Но нельзя же с маниакальным упорством требовать от человека, чтобы он, придя с работы, ставил туфли на полку под вешалкой непременно справа третьими в ряду и сразу шел мыть руки. В конце концов, любимую женщину допустимо обнять и немытыми руками.
И вообще с добрейшей Валентиной Аркадьевной Лобанов чувствовал себя как на приеме у посла какой-нибудь староевропейской державы, где немыслимо за столом взять вилку в правую руку или вообще, упаси Бог, есть без ножа.
А еще Сергея бесило то, что вполне соблазнительная Валентина Аркадьевна, ложась с ним в постель, неумолимо подстилает под себя старое полотенце, чтобы не испачкать простыни. Мысль об этих треклятых простынях угнетала лобановскую потенцию.
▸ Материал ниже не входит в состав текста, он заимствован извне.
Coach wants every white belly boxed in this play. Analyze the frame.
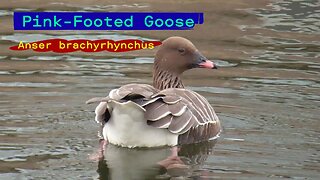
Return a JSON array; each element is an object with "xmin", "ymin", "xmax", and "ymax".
[{"xmin": 103, "ymin": 101, "xmax": 178, "ymax": 147}]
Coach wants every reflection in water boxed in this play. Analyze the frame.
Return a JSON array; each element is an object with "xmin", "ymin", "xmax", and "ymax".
[{"xmin": 97, "ymin": 141, "xmax": 216, "ymax": 180}]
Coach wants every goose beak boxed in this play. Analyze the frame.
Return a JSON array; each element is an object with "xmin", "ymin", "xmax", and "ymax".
[
  {"xmin": 196, "ymin": 52, "xmax": 218, "ymax": 69},
  {"xmin": 198, "ymin": 60, "xmax": 218, "ymax": 69}
]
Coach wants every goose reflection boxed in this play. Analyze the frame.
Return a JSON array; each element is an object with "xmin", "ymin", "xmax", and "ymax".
[{"xmin": 97, "ymin": 141, "xmax": 216, "ymax": 180}]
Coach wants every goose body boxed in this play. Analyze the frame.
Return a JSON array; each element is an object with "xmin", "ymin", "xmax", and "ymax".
[{"xmin": 87, "ymin": 37, "xmax": 221, "ymax": 147}]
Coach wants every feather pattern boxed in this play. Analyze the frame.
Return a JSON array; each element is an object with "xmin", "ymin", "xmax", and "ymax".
[
  {"xmin": 89, "ymin": 84, "xmax": 219, "ymax": 143},
  {"xmin": 87, "ymin": 37, "xmax": 221, "ymax": 147}
]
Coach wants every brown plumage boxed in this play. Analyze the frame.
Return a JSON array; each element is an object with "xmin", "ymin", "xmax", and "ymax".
[{"xmin": 88, "ymin": 37, "xmax": 221, "ymax": 146}]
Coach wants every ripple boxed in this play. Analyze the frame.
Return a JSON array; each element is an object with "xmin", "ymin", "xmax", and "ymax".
[{"xmin": 248, "ymin": 0, "xmax": 320, "ymax": 34}]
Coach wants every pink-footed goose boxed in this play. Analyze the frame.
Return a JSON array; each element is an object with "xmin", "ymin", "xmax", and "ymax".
[{"xmin": 87, "ymin": 37, "xmax": 221, "ymax": 147}]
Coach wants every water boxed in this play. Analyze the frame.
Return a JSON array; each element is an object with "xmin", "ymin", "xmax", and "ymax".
[{"xmin": 0, "ymin": 0, "xmax": 320, "ymax": 179}]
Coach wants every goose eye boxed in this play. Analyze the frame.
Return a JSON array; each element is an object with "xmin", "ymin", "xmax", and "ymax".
[{"xmin": 178, "ymin": 48, "xmax": 186, "ymax": 53}]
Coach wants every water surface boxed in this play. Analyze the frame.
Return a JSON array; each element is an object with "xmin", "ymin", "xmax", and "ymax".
[{"xmin": 0, "ymin": 0, "xmax": 320, "ymax": 179}]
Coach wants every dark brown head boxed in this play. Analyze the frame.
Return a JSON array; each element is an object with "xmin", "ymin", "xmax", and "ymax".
[{"xmin": 155, "ymin": 37, "xmax": 217, "ymax": 75}]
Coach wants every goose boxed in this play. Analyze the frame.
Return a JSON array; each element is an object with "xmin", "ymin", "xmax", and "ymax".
[{"xmin": 86, "ymin": 37, "xmax": 222, "ymax": 148}]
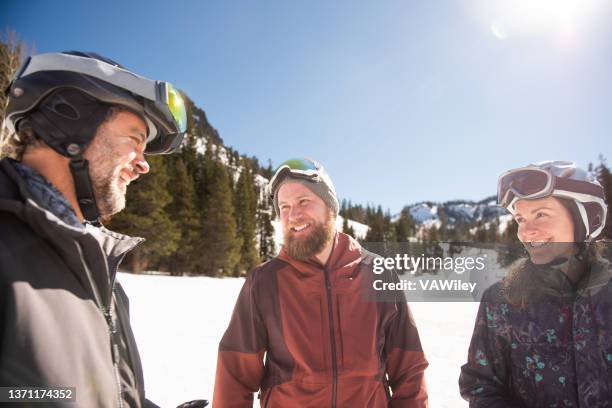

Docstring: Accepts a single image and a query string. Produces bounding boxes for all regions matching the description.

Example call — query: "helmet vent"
[47,95,81,120]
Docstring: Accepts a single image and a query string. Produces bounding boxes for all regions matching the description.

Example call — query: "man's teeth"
[291,224,310,232]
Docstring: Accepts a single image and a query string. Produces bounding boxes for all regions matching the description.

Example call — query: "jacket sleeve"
[213,270,267,408]
[459,288,521,408]
[385,273,429,408]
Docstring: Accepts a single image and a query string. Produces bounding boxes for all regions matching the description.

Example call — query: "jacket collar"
[0,158,144,268]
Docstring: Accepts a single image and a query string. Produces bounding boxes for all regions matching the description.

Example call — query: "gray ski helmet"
[497,161,608,242]
[6,51,187,157]
[5,51,187,223]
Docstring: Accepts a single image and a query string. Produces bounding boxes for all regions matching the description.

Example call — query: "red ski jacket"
[213,233,428,408]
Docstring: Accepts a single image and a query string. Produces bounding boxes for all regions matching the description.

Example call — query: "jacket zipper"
[263,387,272,408]
[324,268,338,408]
[103,307,123,408]
[77,243,123,408]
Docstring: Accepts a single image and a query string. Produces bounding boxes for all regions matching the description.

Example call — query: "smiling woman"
[459,162,612,407]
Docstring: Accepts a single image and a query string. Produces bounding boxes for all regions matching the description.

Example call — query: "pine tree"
[112,156,180,272]
[395,208,414,242]
[234,160,259,276]
[257,194,276,261]
[342,217,355,238]
[168,155,201,275]
[198,145,242,276]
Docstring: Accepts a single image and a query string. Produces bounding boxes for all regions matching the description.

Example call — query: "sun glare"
[478,0,611,40]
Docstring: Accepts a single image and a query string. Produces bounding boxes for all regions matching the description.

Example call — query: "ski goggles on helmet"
[7,53,187,154]
[497,162,603,208]
[268,159,321,198]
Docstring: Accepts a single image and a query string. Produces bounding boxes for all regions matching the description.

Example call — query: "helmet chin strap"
[67,143,100,226]
[528,242,588,269]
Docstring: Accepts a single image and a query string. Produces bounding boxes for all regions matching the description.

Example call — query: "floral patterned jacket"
[459,259,612,408]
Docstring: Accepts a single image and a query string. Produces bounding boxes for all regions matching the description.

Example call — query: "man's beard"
[88,134,127,218]
[90,163,127,217]
[283,213,335,261]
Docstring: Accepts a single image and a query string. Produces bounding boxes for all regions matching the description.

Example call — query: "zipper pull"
[104,309,117,334]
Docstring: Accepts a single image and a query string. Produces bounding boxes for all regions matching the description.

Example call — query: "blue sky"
[0,0,612,212]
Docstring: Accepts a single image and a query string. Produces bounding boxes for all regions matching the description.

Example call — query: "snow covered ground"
[118,273,478,408]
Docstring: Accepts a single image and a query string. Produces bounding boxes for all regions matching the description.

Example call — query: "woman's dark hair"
[501,240,610,309]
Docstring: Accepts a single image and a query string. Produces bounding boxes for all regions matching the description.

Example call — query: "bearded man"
[213,159,428,408]
[0,51,205,408]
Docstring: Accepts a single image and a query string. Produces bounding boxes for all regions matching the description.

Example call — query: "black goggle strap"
[269,165,319,198]
[70,154,100,225]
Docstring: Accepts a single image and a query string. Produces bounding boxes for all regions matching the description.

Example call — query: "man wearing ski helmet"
[0,52,204,407]
[213,159,427,408]
[459,161,612,407]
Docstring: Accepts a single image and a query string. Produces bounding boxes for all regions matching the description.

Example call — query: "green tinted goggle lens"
[278,159,317,171]
[166,84,187,133]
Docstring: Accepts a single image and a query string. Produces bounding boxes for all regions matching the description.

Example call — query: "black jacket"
[0,159,154,408]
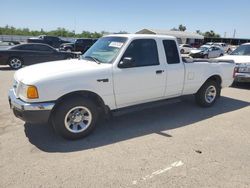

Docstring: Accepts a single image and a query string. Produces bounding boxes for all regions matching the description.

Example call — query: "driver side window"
[122,39,159,68]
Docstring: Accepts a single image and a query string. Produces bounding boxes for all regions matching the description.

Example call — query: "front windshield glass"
[199,46,208,51]
[230,45,250,55]
[82,37,127,63]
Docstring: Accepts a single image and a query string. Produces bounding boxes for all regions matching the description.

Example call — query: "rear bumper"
[8,89,55,123]
[234,73,250,82]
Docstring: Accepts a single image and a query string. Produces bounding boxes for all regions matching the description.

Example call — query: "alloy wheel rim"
[205,86,217,103]
[64,106,92,133]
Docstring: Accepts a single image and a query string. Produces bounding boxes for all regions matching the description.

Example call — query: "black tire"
[195,80,221,107]
[8,57,23,70]
[203,54,208,59]
[52,96,98,140]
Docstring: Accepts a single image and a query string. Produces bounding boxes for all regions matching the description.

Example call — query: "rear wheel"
[9,57,23,70]
[53,97,98,140]
[195,80,220,107]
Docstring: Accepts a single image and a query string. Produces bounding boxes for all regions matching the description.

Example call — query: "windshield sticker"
[109,42,123,48]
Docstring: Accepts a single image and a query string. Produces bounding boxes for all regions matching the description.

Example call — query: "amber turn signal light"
[27,86,38,99]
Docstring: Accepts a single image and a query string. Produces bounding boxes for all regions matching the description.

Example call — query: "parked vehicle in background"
[189,45,224,59]
[0,41,15,50]
[59,38,97,53]
[214,42,232,53]
[218,43,250,83]
[0,43,76,69]
[27,35,69,48]
[205,42,214,46]
[179,44,196,54]
[9,34,234,139]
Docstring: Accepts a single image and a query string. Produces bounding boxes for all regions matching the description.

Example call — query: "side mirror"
[118,57,135,68]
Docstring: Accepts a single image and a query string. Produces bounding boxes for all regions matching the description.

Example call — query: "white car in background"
[189,45,224,59]
[179,44,196,54]
[218,43,250,83]
[213,42,232,53]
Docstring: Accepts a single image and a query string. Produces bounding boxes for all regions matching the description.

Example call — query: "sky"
[0,0,250,38]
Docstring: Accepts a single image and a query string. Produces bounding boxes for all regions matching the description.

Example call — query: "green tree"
[179,24,187,31]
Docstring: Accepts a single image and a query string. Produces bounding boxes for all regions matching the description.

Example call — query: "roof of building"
[136,29,204,39]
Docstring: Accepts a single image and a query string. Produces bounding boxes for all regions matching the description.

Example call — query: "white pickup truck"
[9,34,235,139]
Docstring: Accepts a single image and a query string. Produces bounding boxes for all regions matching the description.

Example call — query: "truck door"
[162,40,185,97]
[114,39,166,108]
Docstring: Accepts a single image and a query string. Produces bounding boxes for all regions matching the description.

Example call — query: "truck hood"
[14,59,112,85]
[217,55,250,64]
[190,49,203,54]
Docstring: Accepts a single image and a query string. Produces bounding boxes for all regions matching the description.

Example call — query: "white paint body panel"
[12,34,234,110]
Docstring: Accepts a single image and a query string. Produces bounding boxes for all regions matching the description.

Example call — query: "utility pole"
[233,29,236,38]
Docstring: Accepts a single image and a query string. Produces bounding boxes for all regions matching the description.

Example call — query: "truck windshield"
[82,37,127,63]
[230,45,250,55]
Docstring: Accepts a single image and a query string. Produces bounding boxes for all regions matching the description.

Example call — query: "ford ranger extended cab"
[9,34,234,139]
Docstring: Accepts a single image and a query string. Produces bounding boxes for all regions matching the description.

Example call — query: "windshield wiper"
[85,56,101,64]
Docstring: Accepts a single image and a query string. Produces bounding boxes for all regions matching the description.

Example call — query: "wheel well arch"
[52,90,106,112]
[206,75,222,87]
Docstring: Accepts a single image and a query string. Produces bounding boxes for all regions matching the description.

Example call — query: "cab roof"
[104,34,176,40]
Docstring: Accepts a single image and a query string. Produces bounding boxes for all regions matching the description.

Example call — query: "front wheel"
[195,80,220,107]
[53,97,98,140]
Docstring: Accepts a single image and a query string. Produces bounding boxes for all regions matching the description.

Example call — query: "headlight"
[19,83,39,99]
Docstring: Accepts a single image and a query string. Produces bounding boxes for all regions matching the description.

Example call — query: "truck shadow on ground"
[24,97,249,152]
[231,83,250,90]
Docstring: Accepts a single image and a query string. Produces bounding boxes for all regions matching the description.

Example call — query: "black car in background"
[59,38,97,53]
[27,35,69,48]
[0,43,76,69]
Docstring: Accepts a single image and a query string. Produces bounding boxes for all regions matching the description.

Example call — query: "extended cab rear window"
[123,39,160,67]
[162,40,180,64]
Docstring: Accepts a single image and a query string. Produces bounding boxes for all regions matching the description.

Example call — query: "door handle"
[96,78,109,82]
[155,70,164,74]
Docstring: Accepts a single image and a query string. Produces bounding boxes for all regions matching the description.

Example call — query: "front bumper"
[234,73,250,82]
[8,89,55,123]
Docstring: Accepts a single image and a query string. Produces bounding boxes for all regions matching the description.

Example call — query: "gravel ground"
[0,67,250,188]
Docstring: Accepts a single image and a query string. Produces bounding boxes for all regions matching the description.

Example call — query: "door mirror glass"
[118,57,135,68]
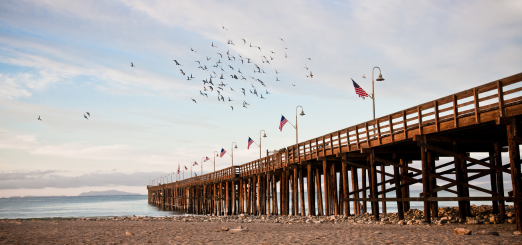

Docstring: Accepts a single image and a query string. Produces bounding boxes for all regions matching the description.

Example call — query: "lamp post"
[295,105,305,145]
[372,66,384,120]
[201,157,205,175]
[213,151,219,172]
[259,129,266,159]
[230,142,237,166]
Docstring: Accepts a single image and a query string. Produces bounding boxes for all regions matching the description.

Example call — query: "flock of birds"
[131,24,314,111]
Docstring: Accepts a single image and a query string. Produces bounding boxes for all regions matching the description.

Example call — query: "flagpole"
[201,157,204,175]
[230,142,237,166]
[213,151,217,172]
[254,129,266,159]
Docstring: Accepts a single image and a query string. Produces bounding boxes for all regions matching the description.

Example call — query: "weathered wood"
[493,142,506,219]
[306,164,315,216]
[370,150,379,221]
[315,169,324,216]
[351,166,361,215]
[341,162,350,216]
[504,118,522,232]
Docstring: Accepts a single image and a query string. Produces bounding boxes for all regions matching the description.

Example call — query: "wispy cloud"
[0,170,165,189]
Каждый раз, возвращаясь под теплое крыло сожительницы, он чувствовал себя как дикий зверь, добровольно забравшийся в клетку.
Они окончательно разругались после дня рождения, который случился у одной из Валиных подруг, научного сотрудника какого-то не то архива, не то НИИ. Лобанов, смертельно утомленный негромкой, добронравной беседой почти трезвых гостей и хлопнувший с тоски, как минимум, пять лишних рюмок, сперва схватил гитару и проорал песню, которая начиналась словами: «Ох уе… ох уехал мой любимый и под е… и под елкой мне сказал…» Потом, врубив магнитофон, поволок хозяйку танцевать, с ходу объяснился ей в любви и поклялся, что выбросится с шестого этажа, если она немедленно не ответит ему взаимностью.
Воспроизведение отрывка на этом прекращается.